Majestic have a deal on at the moment where you can buy 2 bottles of the Manzanilla for £7.99 per bottle. Ding dong!
http://www.majestic.co.uk/find/Elitist+Review/Loves/product-is-24133/
Even with the Alcohol (Scotland) Act 2010 which came into force on October 1st (disallowing alcohol promotions that offer discounts for buying multiple products in Scottish stores), the discount should still apply. If it ships from England, the law doesn’t apply, and if it ships from Scotland, the bottle price is reduced. Braw!
Mr Nye,
If I were scandalised every time a piece of utterly loathsome, inordinately illiberal legislation were enshrined in Scottish law then hypertension would make pricking my fingers the European Space Agency’s preferred method of powering satellites into orbit.
Thanks for the heads-up on the cheapie La Gitana, though. Eight fun tokens is beyond a bargain for such a top drop!
Indeed, I would go as far as saying that if I had only done you (in the quite worrying length of time since we played darts whilst too drunk to see in a boozer on Oxford’s Botley Road) but one favour, the introduction to La Gitana would surely be it. That stuff is the squirrel’s scrote.
See you soon in Winchester, I hope!
Mr Blach,
There is nothing wrong with seeking out, discussing and certainly not adoring the very best food and wine. Indeed, but two weeks ago I went for a five hour lunch of which only one hour was enjoyed at the restaurant; the rest of the time being spent in transit to and from the establishment. The food was so good I felt my efforts were quite proportionate.
I would add that, unless you are doing it wrong, there is no shame in being pretentious. One can get it wrong, of course. I seem to recall writing a film review of ‘The Pillow Book’ for an Oxford periodical (which may make me sound ancient to many readers – I am). The review started ‘This film gives being pretentious a bad name.’ Perhaps, so long ago, the film wasn’t the only thing that did…
The pillow book wasn’t as bad as, was it? Bat Man III. We left after seven and a half minutes. I hate to gloat, but you may remember I posted before the top news La Gitana was on sale, for a very brief time, at the the hilarious price of £2.50. So eight pounds seems incredibly expensive.
In the bargain price stake let’s here it for Madiera. As you rightly say it is difficult to have a “night out” for less than £200 for two. For that kind of folding you could be drinking in the 19th Century. Larks!
Hello Edward,
Dining out is one of the world’s most undervalued pleasures.
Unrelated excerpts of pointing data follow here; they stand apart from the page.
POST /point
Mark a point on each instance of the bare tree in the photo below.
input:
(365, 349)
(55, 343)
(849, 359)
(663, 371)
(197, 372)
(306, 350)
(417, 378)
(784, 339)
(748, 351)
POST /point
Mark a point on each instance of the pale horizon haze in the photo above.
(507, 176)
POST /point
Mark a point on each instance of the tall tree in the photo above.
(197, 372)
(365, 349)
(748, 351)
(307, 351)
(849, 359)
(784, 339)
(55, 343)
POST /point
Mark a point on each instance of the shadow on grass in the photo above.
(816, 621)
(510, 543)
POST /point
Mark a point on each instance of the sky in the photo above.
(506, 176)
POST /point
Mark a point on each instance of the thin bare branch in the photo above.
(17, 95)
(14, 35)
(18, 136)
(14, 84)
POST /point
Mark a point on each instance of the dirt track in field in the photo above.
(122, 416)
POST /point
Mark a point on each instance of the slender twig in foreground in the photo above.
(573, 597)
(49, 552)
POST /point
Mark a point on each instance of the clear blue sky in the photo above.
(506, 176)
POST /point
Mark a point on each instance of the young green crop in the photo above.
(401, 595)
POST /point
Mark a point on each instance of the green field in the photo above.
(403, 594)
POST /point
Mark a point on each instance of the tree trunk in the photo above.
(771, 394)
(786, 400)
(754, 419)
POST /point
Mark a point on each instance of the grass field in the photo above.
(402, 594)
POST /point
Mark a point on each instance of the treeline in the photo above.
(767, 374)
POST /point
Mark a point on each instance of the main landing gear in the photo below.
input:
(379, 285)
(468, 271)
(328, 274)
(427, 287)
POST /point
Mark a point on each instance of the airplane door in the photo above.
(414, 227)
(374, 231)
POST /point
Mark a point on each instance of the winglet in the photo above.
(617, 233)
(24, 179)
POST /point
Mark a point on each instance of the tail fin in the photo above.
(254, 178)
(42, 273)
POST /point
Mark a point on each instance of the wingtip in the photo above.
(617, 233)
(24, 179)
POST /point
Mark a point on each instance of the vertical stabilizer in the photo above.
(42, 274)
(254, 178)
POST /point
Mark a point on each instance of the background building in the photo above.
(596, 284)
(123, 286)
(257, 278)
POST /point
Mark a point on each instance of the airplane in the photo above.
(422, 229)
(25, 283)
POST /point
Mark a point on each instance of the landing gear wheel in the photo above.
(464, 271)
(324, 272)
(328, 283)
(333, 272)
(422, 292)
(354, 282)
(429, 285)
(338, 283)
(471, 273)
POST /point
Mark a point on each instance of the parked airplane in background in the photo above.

As one with lunch-hours of generally unlimited length available to me I have to say the bargains one can get at beezer bunny joints in Town make being up before 12pm worth the considerable effort. You can take someone lovely out for lunch and still have change from the week’s income for cocktails at Hawksmoor afterward.
Your memory fails you when on the subject of Batman 3. We walked out howling with disgust after three and one half minutes. The line about The Pillow Book that opened my review was swiped from you with no hint of remorse; I am pleased you only learned of my perfidious nature 16-ish years later.
La Gitana would be a bargain at double the price.
Do you know I don’t remember that at all? Ah well, such is youth. Well, a youth spent in a bit of a daze. A wine bargain I was dreamily recalling in the bath this morning was that Haut Brion 86 we scored for thirty quid. Yes, regular readers, the Strange used to buy claret. anyway, more fun even than that was the hilarious anecdote (and its aftermath) it provoked at dinner. Oh my!
Hello Edward,
Just to confirm, I most certainly did not buy any HB 86 (which was £27 a bottle) as our good friend Herr Schliess swiped the only case the shop had and had the panache to ask for a case discount. Triple-A!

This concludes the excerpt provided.